The angle between the vectors $ a = \hat{i} + 2 \hat{j} + 2 \hat{k} \quad \text{and} \quad b = \hat{i} + 2 \hat{j} - 2 \hat{k} \quad \text{is} $

• A. \( \sin^{-1} \left( \frac{1}{9} \right) \)
• B. \( \sin^{-1} \left( \frac{8}{9} \right) \)
• C. \( \cos^{-1} \left( \frac{8}{9} \right) \)
• D. \( \cos^{-1} \left( \frac{1}{9} \right) \)

Hint:

For the angle between two vectors, use the dot product formula and remember to calculate the magnitudes of both vectors.

Answer 1

The Correct Option is D

The formula for the angle \( \theta \) between two vectors \( a \) and \( b \) is given by the dot product formula: \[ \cos(\theta) = \frac{a \cdot b}{|a| |b|} \] Where: - \( a \cdot b \) is the dot product of the vectors. - \( |a| \) and \( |b| \) are the magnitudes of the vectors.
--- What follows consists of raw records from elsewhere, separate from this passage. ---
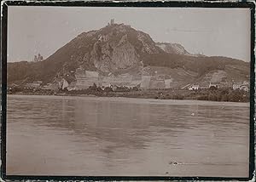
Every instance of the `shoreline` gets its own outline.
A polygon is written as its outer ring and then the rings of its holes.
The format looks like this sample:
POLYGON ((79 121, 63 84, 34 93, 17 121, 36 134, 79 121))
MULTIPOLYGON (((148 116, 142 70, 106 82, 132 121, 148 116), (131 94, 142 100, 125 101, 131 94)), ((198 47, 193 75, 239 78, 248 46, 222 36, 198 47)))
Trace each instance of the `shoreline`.
POLYGON ((66 100, 86 100, 90 101, 114 101, 125 103, 140 103, 154 105, 223 105, 223 106, 250 106, 250 102, 231 102, 231 101, 212 101, 212 100, 160 100, 153 98, 135 98, 135 97, 118 97, 118 96, 98 96, 87 94, 7 94, 8 97, 13 98, 36 98, 36 99, 66 99, 66 100), (44 97, 44 98, 43 98, 44 97))

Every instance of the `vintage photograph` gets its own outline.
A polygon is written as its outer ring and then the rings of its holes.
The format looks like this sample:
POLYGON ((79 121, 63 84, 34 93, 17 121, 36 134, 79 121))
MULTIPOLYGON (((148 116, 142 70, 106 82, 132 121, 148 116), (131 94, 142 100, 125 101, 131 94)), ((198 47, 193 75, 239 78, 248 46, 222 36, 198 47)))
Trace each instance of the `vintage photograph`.
POLYGON ((248 178, 251 9, 9 6, 6 174, 248 178))

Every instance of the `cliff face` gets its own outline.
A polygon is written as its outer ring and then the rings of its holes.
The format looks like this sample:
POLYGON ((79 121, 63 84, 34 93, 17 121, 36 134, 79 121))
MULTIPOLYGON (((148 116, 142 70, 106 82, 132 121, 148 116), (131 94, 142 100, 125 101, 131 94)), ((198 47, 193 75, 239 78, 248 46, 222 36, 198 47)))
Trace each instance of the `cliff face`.
POLYGON ((177 54, 190 54, 179 43, 157 43, 156 46, 164 50, 166 53, 177 54))
POLYGON ((102 73, 128 70, 140 63, 142 54, 160 51, 148 35, 122 24, 101 29, 96 37, 90 62, 102 73))

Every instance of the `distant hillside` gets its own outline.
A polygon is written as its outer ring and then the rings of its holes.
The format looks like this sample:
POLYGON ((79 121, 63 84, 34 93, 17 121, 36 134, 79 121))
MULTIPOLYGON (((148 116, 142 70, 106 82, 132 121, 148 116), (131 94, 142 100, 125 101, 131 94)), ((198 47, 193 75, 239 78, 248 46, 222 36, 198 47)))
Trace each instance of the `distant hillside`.
POLYGON ((102 75, 118 75, 132 74, 142 66, 149 68, 150 74, 155 69, 172 76, 182 85, 201 82, 217 71, 221 71, 228 82, 247 80, 250 65, 231 58, 195 56, 180 44, 154 43, 145 32, 113 24, 79 34, 43 61, 8 63, 8 82, 41 80, 46 84, 73 74, 79 67, 102 75))

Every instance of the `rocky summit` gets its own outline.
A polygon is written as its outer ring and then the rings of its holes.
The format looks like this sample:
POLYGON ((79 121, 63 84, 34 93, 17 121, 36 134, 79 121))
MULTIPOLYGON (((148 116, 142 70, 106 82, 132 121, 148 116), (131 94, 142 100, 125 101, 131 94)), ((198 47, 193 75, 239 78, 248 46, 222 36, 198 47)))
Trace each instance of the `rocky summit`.
POLYGON ((172 88, 195 83, 207 87, 213 81, 230 84, 248 80, 249 67, 248 62, 232 58, 192 54, 181 44, 155 43, 130 26, 111 23, 79 34, 46 60, 8 63, 8 82, 42 81, 46 85, 61 78, 77 82, 79 69, 102 77, 164 77, 172 88))

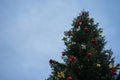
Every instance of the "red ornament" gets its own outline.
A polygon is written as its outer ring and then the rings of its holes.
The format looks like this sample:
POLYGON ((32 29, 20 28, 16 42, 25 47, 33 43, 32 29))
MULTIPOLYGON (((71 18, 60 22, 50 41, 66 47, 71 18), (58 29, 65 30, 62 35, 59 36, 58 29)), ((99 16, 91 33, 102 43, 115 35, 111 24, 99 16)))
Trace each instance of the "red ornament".
POLYGON ((88 56, 88 57, 91 57, 91 56, 92 56, 92 53, 91 53, 91 52, 87 53, 87 56, 88 56))
POLYGON ((69 58, 69 59, 68 59, 68 61, 69 61, 69 62, 72 62, 72 61, 73 61, 73 59, 69 58))
POLYGON ((71 30, 69 30, 68 33, 71 34, 71 30))
POLYGON ((96 44, 97 43, 97 40, 96 39, 92 39, 91 41, 93 44, 96 44))
POLYGON ((84 12, 84 11, 82 12, 82 15, 85 15, 85 12, 84 12))
POLYGON ((75 57, 74 57, 74 56, 71 56, 71 57, 68 59, 68 61, 69 61, 69 62, 72 62, 74 59, 75 59, 75 57))
POLYGON ((77 25, 80 25, 81 23, 82 23, 81 20, 79 20, 79 21, 76 22, 77 25))
POLYGON ((54 60, 52 60, 52 59, 49 60, 49 63, 53 63, 53 62, 54 62, 54 60))
POLYGON ((69 77, 67 78, 67 80, 73 80, 73 79, 72 79, 72 77, 71 77, 71 76, 69 76, 69 77))
POLYGON ((117 74, 117 72, 116 72, 115 69, 113 69, 111 72, 112 72, 113 75, 116 75, 116 74, 117 74))
POLYGON ((71 59, 72 59, 72 60, 74 60, 74 59, 75 59, 75 57, 74 57, 74 56, 71 56, 71 59))
POLYGON ((65 56, 65 52, 62 52, 62 56, 65 56))
POLYGON ((88 31, 88 30, 89 30, 89 28, 87 28, 87 27, 86 27, 86 28, 84 28, 84 30, 85 30, 85 31, 88 31))

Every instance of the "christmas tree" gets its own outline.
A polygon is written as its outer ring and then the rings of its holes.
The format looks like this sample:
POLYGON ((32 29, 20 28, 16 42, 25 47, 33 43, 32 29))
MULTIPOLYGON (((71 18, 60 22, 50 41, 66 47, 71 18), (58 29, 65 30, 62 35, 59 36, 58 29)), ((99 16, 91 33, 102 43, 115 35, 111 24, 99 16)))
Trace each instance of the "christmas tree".
POLYGON ((72 26, 64 32, 64 63, 50 59, 52 72, 47 80, 116 80, 120 64, 115 65, 112 50, 105 49, 103 29, 87 11, 82 11, 72 26))

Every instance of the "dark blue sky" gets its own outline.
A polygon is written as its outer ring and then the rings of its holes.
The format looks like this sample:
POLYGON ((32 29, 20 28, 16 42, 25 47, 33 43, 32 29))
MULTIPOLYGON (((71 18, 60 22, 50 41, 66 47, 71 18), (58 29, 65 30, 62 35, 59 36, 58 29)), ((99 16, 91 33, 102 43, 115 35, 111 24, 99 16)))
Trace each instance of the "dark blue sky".
POLYGON ((81 10, 104 28, 120 62, 119 0, 0 0, 0 80, 44 80, 49 59, 62 61, 63 32, 81 10))

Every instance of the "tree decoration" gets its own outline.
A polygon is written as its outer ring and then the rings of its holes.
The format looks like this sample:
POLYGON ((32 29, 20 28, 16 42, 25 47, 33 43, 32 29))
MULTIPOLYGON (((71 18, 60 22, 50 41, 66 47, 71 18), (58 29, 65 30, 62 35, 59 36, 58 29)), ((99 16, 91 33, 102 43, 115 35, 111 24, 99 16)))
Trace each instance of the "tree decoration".
POLYGON ((62 52, 62 56, 65 56, 65 52, 62 52))
POLYGON ((117 65, 116 65, 116 68, 117 68, 117 69, 120 69, 120 64, 117 64, 117 65))
POLYGON ((97 67, 101 67, 101 64, 97 64, 96 66, 97 66, 97 67))
POLYGON ((82 24, 82 20, 79 20, 79 21, 76 22, 76 25, 77 25, 77 26, 79 26, 79 25, 81 25, 81 24, 82 24))
POLYGON ((85 12, 84 12, 84 11, 82 11, 82 15, 85 15, 85 12))
POLYGON ((57 72, 59 78, 65 78, 64 72, 57 72))
POLYGON ((115 66, 112 63, 110 63, 109 68, 115 68, 115 66))
POLYGON ((110 54, 106 52, 105 55, 106 55, 106 56, 109 56, 110 54))
POLYGON ((116 69, 112 69, 111 73, 112 75, 116 75, 117 74, 116 69))
POLYGON ((86 45, 81 44, 81 48, 82 48, 82 49, 86 49, 86 45))
POLYGON ((52 60, 52 59, 49 60, 49 63, 53 63, 53 62, 54 62, 54 60, 52 60))
POLYGON ((103 29, 101 28, 99 32, 102 33, 102 32, 103 32, 103 29))
POLYGON ((63 37, 63 39, 62 39, 62 40, 66 41, 66 40, 67 40, 67 38, 66 38, 66 37, 63 37))
POLYGON ((70 47, 72 44, 71 43, 68 43, 68 47, 70 47))
POLYGON ((92 56, 92 53, 91 53, 91 52, 87 53, 87 56, 88 56, 88 57, 91 57, 91 56, 92 56))
POLYGON ((89 28, 87 28, 87 27, 84 28, 84 31, 88 31, 88 30, 89 30, 89 28))
POLYGON ((91 41, 93 44, 96 44, 97 43, 97 40, 96 39, 92 39, 91 41))
POLYGON ((100 37, 101 37, 101 36, 102 36, 102 33, 98 33, 98 36, 100 36, 100 37))
POLYGON ((65 36, 70 36, 70 35, 71 35, 71 30, 65 31, 65 32, 64 32, 64 35, 65 35, 65 36))
POLYGON ((68 59, 68 62, 72 62, 74 59, 75 59, 75 57, 74 57, 74 56, 71 56, 71 57, 68 59))
POLYGON ((67 78, 67 80, 73 80, 73 79, 72 79, 72 77, 71 77, 71 76, 69 76, 69 77, 67 78))

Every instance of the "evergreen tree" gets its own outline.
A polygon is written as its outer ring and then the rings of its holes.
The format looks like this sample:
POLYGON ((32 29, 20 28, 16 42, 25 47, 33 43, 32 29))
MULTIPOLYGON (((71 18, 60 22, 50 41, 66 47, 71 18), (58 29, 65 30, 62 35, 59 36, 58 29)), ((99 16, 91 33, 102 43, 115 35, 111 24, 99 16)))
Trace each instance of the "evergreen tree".
POLYGON ((52 72, 47 80, 116 80, 120 65, 114 65, 112 50, 104 47, 103 29, 87 11, 82 11, 72 26, 64 32, 64 63, 50 59, 52 72))

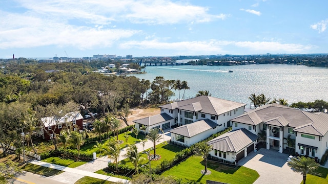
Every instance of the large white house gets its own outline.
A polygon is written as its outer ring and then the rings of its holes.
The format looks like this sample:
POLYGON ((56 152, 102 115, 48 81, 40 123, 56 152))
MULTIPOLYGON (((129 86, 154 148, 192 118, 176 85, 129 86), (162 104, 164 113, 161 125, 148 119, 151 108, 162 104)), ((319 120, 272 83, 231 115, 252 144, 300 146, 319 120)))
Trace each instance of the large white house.
POLYGON ((231 126, 231 119, 244 113, 245 104, 202 96, 159 106, 160 114, 135 120, 136 127, 142 125, 169 131, 171 141, 190 146, 231 126))
POLYGON ((274 103, 231 121, 231 131, 208 142, 213 146, 212 156, 231 162, 240 160, 254 150, 257 143, 255 137, 262 131, 266 135, 264 147, 280 153, 289 148, 295 153, 321 159, 328 147, 328 114, 325 113, 309 112, 274 103), (291 142, 295 145, 289 145, 289 139, 294 140, 291 142), (223 154, 230 156, 223 157, 223 154))

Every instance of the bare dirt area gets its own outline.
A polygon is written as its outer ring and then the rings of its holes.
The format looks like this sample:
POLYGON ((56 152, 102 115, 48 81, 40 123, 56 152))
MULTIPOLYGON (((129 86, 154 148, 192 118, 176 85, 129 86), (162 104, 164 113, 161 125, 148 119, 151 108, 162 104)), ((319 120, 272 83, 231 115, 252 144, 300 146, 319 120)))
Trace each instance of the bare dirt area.
POLYGON ((134 124, 134 123, 133 122, 134 120, 160 113, 159 108, 135 108, 130 109, 130 110, 132 114, 128 117, 128 123, 131 125, 134 124))

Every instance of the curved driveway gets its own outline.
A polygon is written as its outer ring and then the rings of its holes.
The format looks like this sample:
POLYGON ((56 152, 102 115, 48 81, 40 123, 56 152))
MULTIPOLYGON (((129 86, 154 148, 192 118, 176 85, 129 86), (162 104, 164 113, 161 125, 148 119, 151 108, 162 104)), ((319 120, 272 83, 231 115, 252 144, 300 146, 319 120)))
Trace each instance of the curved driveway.
POLYGON ((288 156, 278 150, 261 148, 252 152, 238 164, 257 171, 260 177, 254 183, 299 184, 303 180, 302 176, 293 172, 287 165, 288 156))

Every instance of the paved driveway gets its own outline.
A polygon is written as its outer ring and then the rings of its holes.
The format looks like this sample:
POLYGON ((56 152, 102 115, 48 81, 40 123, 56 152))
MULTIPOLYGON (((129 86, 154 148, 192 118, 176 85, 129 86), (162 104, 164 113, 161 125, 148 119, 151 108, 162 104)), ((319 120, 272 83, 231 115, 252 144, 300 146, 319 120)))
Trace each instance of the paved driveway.
POLYGON ((257 171, 260 177, 254 183, 299 184, 303 177, 287 165, 288 156, 277 150, 261 148, 251 152, 238 164, 257 171))

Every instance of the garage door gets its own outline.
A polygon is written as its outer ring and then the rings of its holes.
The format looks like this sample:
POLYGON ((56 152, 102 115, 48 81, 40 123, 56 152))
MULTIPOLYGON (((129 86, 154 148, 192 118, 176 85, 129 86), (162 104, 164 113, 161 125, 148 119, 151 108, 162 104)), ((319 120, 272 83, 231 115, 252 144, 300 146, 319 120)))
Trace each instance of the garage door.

The dot product \( a \cdot b \) is calculated as: \[ a \cdot b = (1)(1) + (2)(2) + (2)(-2) = 1 + 4 - 4 = 1 \] The magnitudes of the vectors are: \[ |a| = \sqrt{1^2 + 2^2 + 2^2} = \sqrt{1 + 4 + 4} = \sqrt{9} = 3 \] \[ |b| = \sqrt{1^2 + 2^2 + (-2)^2} = \sqrt{1 + 4 + 4} = \sqrt{9} = 3 \] Now, applying the formula: \[ \cos(\theta) = \frac{1}{3 \times 3} = \frac{1}{9} \] Thus, the angle \( \theta \) is: \[ \theta = \cos^{-1} \left( \frac{1}{9} \right) \]